ABD ve Avrupa ülkelerinin (Almanya hariç) salgını iyi yönetememesi demokrasilerin itibarını azalttı. Otoriter ülkelerin performansı da net değil.
Çin'in başarı iddiası güven vermiyor. Rusya'da vakalar artıyor, salgın kontrol altına alınmış değil. Meselenin püf noktası rejim tipi değil, daha önceki salgınlarda tecrübe edinme ve devlet kapasitesini etkin kullanabilme… Hem demokratik hem otoriter ülkelerden başarılı örnekler var.

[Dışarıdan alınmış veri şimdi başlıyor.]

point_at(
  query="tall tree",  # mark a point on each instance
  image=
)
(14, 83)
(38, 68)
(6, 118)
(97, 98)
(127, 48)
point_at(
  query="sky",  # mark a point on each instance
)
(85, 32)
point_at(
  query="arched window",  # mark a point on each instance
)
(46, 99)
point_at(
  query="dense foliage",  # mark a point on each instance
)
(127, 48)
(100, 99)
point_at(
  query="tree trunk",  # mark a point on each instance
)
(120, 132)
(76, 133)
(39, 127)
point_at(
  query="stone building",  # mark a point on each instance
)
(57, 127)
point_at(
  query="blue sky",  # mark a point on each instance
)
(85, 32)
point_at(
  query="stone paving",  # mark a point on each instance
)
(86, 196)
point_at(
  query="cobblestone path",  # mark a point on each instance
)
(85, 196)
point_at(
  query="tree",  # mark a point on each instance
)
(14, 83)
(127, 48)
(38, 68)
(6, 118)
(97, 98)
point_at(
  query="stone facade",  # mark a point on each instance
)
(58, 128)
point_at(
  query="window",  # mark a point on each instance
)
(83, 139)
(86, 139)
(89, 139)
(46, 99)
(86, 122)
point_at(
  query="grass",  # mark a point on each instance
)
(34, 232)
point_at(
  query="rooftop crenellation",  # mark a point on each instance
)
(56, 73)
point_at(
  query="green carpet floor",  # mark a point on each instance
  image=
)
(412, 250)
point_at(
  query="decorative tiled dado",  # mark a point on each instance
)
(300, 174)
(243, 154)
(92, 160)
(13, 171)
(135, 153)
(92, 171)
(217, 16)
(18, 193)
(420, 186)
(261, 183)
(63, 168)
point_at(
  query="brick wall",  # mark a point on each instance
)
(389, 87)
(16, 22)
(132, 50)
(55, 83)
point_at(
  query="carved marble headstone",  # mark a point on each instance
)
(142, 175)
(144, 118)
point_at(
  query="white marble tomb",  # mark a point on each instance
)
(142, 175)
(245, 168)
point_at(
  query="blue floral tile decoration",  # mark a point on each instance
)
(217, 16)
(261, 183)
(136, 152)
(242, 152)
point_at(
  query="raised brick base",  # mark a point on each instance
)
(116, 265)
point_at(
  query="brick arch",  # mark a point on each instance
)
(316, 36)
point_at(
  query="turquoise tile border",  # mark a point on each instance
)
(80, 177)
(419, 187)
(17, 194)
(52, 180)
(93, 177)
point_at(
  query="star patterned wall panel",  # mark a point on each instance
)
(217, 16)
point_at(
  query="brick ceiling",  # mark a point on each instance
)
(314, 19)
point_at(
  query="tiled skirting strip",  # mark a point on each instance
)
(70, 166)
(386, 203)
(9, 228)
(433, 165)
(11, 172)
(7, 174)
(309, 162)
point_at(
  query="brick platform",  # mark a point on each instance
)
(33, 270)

Birlikler ve demokrasiler sorguda
Salgın sırasında birlikler ve ittifaklar da sorgulanıyor. Gün geçmiyor ki bir üye ülke AB projesinin geleceğinin "tehlike altında" olduğunu söylemesin.
Virüsle mücadele için alınan tedbirlerin demokrasilerde hakları ve özgürlükleri sınırlandırmasından kaygılanan çevreler de artıyor. Petrol fiyatlarının düşüşünün etkisiyle Arap dünyasında ikinci bir Arap Baharı bekleyenler dahi var.

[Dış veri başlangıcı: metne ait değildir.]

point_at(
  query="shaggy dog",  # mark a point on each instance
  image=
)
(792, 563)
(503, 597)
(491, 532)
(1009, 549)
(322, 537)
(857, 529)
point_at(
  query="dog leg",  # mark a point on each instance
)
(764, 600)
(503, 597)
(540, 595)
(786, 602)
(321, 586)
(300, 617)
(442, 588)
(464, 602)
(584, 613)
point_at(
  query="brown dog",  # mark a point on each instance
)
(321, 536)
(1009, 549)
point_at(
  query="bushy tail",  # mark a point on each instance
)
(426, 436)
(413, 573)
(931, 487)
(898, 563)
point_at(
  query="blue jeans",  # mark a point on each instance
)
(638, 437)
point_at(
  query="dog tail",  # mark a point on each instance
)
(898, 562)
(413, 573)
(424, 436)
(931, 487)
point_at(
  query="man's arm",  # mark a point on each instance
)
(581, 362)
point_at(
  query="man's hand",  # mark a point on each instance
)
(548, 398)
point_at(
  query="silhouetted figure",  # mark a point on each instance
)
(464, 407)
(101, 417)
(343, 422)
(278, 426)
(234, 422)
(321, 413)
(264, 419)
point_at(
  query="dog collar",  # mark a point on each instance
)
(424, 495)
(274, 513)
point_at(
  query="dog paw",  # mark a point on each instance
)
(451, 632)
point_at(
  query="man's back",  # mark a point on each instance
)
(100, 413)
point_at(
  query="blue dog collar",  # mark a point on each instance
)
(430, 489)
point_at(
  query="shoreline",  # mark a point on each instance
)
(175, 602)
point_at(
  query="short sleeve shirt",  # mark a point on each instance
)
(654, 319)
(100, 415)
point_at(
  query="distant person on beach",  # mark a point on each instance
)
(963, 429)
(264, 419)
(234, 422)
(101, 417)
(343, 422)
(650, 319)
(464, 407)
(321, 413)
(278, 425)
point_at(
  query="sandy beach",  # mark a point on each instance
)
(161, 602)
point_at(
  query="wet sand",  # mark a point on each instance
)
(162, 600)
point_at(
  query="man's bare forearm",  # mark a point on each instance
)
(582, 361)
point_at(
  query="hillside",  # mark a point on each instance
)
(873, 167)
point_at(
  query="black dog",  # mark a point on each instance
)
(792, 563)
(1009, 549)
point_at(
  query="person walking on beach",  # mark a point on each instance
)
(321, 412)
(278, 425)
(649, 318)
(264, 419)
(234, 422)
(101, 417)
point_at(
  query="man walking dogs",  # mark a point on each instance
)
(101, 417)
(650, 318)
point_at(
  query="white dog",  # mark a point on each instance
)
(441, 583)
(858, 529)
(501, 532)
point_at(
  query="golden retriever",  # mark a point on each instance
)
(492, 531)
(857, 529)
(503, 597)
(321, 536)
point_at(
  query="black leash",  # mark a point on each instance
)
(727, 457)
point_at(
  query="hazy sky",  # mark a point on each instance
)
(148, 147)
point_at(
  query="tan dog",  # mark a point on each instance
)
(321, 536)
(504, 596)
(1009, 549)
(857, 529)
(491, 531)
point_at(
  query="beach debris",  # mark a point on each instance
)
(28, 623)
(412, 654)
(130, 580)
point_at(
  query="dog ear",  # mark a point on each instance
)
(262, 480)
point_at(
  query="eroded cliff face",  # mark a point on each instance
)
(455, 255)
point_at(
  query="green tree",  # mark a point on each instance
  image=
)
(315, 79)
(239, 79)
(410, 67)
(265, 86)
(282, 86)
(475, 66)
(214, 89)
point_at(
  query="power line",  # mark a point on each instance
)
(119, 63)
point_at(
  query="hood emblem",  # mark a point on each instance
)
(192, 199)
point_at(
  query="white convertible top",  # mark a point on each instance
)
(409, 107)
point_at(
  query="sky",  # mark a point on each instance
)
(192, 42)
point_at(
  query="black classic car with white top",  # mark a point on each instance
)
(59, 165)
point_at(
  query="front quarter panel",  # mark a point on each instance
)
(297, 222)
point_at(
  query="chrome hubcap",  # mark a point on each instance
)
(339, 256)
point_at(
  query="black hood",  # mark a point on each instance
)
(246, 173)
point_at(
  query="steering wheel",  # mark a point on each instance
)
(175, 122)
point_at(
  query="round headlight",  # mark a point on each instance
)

Salgın kontrol altına alındıkça tartışma tümüyle ekonomik kriz ve boyutları üzerine odaklanacak. Ekonominin yanı sıra salgın sırasında alınan tedbirlerle güvenliğin özgürlük ve hakları baskıladığı tartışması zamanla öne çıkacak.

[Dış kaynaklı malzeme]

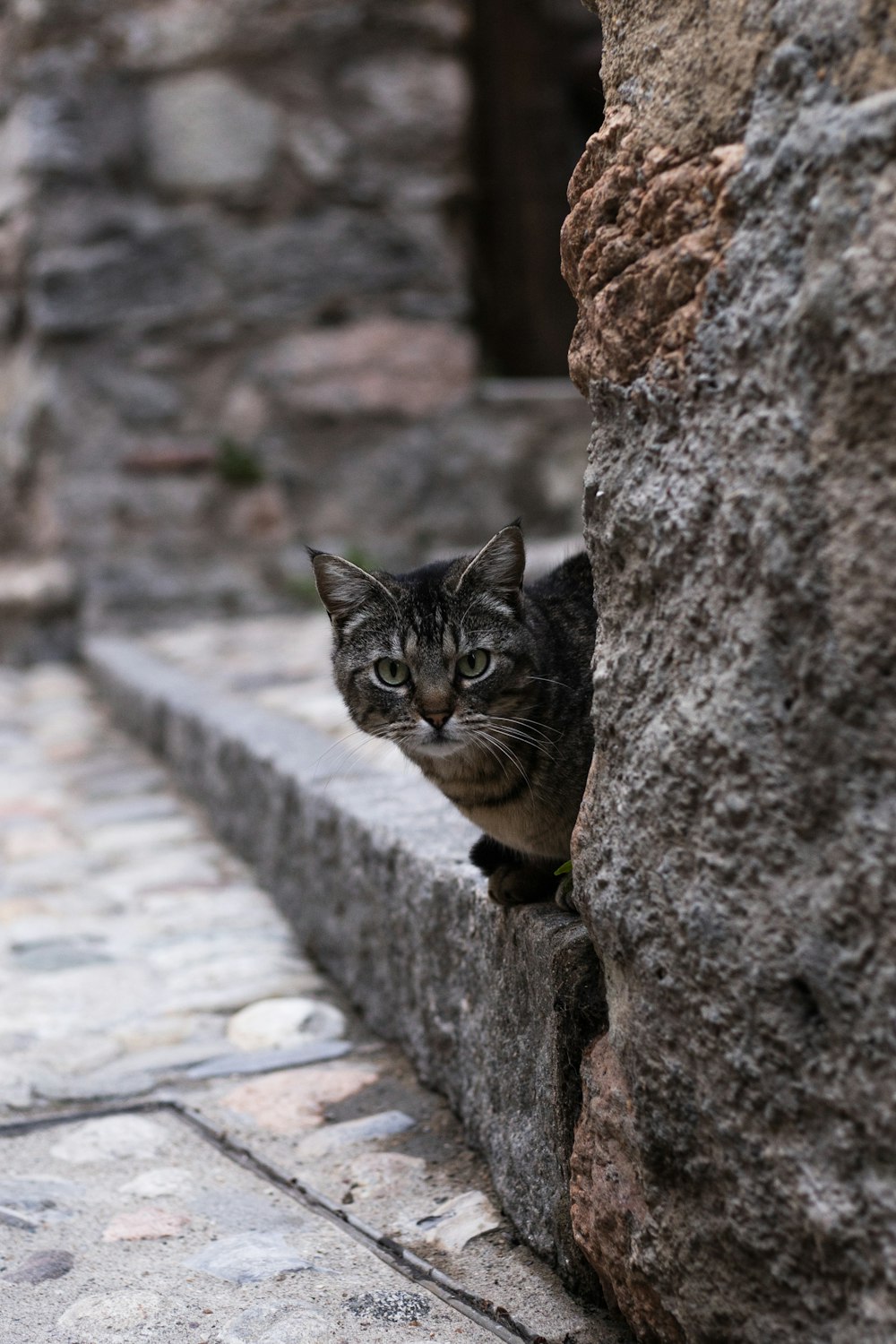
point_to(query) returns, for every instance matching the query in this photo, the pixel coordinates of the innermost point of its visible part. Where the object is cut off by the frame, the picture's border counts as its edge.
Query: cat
(485, 685)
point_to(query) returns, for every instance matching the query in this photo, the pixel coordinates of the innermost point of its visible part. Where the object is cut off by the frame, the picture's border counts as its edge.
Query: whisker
(352, 752)
(549, 680)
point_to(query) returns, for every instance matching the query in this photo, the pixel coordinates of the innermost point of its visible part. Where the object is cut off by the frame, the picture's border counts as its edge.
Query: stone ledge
(493, 1008)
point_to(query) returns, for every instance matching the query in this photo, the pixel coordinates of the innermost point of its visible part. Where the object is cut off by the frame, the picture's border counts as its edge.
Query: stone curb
(493, 1008)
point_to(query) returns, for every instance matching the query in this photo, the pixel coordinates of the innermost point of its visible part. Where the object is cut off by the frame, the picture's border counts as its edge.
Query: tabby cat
(485, 685)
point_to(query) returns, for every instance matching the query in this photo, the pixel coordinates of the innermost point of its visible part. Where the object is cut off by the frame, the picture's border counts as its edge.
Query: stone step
(370, 866)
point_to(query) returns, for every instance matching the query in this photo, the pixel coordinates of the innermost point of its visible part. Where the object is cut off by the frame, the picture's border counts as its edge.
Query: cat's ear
(500, 564)
(343, 586)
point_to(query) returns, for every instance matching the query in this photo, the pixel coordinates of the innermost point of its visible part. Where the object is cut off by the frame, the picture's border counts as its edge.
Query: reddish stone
(607, 1199)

Bu da iktidar ve muhalefet ilişkileri bağlamında yeni bir siyasi canlanmaya karşılık gelir. İlk sınav Kasım 2020'de Başkan Trump'ın… İlginçtir, kimse salgını kötü yöneten ABD'de başkanlık sistemi ya da Britanya'da parlamenter sistem tartışması beklemiyor. Kovid ile mücadelede Batı ülkelerinden açık ara daha başarılı olan ve hatta bu ülkelere tıbbi yardım gönderen Türkiye'de ise muhalefet ısrarla sistem tartışması yapıyor.

Başarıya rağmen bizde neden sistem tartışılıyor?
Sebebi, Türkiye'de muhalefetin cumhurbaşkanlığı sistemine geçmeyi bir türlü içine sindirememiş olması.
CHP Genel Başkanı Kılıçdaroğlu'nun bütün muhalefet partilerini "parlamenter sisteme dönüş" teması etrafında toplama niyeti taşıması.
Cumhurbaşkanlığı sistemine karşı olmak örtük olarak zaten bu sistemi getiren Erdoğan iktidarına da karşı olmak demek.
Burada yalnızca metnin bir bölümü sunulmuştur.